Michael MacHarg is a 2009 graduate of the Daytime MBA Program. Michael has worked with the Social Development Department of the World Bank, was on the founding team of the first nonprofit pharmaceutical company, the Institute for OneWorld Health and consulted to the social venture capital fund, Acumen Fund. After Fuqua, he co-founded Simpa Networks and is now a Senior Advisor to the Social Ventures team at MercyCorps.
Why did you choose Fuqua?
I always had an interest in the social impact space, but I decided to go back to school later than most. I had been out of undergrad for a decade and had just spent the previous five years launching an enterprise in global health called One World Health – a nonprofit model for pharmaceuticals. I came out of that experience saying, “I want to be in the social impact space and I had this experience with a nonprofit, but it would be interesting to see some of these models on the for profit side.” I knew I needed core business tools like accounting, but I was specifically looking for a school that had a strong emphasis on social impact and social entrepreneurship.
I was most attracted to Fuqua because it has a strong emphasis on social impact. I was also attracted to Duke University in the larger sense as well. Being at Duke, I could stay in the Global Health space, build connections with the Duke Medical School and Sanford School of Public Policy. This interdisciplinary aspect was really attractive to me.

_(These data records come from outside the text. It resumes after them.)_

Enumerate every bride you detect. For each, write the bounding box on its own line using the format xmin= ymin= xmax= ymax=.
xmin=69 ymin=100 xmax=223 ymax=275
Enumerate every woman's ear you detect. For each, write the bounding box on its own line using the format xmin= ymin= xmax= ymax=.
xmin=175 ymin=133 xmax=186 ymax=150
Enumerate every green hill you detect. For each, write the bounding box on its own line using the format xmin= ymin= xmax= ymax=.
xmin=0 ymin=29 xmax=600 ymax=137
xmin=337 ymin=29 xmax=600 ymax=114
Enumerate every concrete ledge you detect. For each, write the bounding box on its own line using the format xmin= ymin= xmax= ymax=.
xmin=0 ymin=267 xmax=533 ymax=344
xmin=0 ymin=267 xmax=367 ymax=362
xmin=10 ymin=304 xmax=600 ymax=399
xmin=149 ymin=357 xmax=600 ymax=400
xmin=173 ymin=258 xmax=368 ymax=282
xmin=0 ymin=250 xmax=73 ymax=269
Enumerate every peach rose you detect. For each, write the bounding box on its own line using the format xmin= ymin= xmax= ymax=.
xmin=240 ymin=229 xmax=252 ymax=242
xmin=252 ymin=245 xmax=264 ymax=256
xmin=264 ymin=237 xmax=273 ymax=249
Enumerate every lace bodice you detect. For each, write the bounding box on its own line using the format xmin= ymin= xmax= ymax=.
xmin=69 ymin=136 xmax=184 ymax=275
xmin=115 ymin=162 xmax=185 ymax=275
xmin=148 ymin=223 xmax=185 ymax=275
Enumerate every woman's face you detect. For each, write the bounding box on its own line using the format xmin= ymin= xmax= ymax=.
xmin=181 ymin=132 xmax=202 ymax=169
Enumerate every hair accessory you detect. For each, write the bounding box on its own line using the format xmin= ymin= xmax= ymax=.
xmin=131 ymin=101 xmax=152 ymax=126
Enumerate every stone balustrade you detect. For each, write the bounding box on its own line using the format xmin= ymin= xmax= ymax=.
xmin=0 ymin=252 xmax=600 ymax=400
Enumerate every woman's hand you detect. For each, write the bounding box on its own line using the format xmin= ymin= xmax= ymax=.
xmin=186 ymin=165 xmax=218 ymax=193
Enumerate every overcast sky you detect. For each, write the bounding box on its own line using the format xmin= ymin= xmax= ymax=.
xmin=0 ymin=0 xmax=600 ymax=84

What activities helped propel you to your post-graduate career and eventually launching your own social enterprise?
CASE had a huge influence on me through the CASE Scholarship and the network of CASE Scholars. CASE provided me the resources to work with Acumen Fund in East Africa, where I eventually met my co-founder, Jacob Winiecki, through some mutual friends. We formed a partnership that eventually led to Simpa Networks, a ventured-backed technology company that aims to make modern energy affordable and accessible to everyone. Outside of CASE, Fuqua gave me the opportunity to pursue independent studies, which enabled me to do the work I wanted to do and set the path for my own social enterprise.
Could you describe your social venture, Simpa Networks?
Simpa Networks came out of the initial introduction to my eventual co-founder, Jacob Winiecki, when I was in East Africa. I carried out an independent study with the group he was working with at the time, Arc Finance, to look at how energy enterprises can serve the base-of-the-pyramid population. After graduating, I began working with Jacob in Arc Finance. Our third co-founder, Paul Needham, was in Vancouver at the time trying to hatch different ideas about how we could change the structure of financing and pricing solar equipment. We focused on technologies that were applicable to the lives of those who needed power: small devices, lights, and radios. However, the upfront cost of these technologies was too high. The product itself must be financed. From that came Simpa Networks, a new way of selling solar energy. We focused initially on India, where it employed a pay as you go scheme that allows customers to pay off the upfront cost overtime. Customers pay in small increments, and overtime, they pay off the system and it becomes theirs. It is similar to microfinance and also a popular way people pay for their mobile phones in India.
What we want to see is building a for-profit business can really scale. If you look at India ten years ago, there were 10 million cell phones. Now, there are 900 million cell phones. It is obviously a profitable model here in India for mobile phones, so we want to apply the same kind of business rigor to the energy space. We don’t want to establish an NGO that might serve five or ten thousand people, but millions of families – because the grid is not coming in soon for a lot of rural families in India. We are looking to serve 15,000 families in 2014, 30,000 families in 2015, and grow onward from there.
What advice would you give students who are pursuing careers in social impact, especially those that may want to start their own social enterprise?
Be willing to take that risk. One thing I see too often with MBA students is the tendency to follow the crowd to big companies. It can be hard to take the risk of either starting something yourself or doing the search for different companies who could really use their skillset. Those companies are not going to come to campus. They have one job and it is in Minneapolis, or San Francisco, or New York, or Kigali, so they are not going to show up on campus – you have to find them. At Fuqua, CASE has built out the capacity to help students interested in social impact in their career search. I want students to think about the ideal role they want to play and chase after that.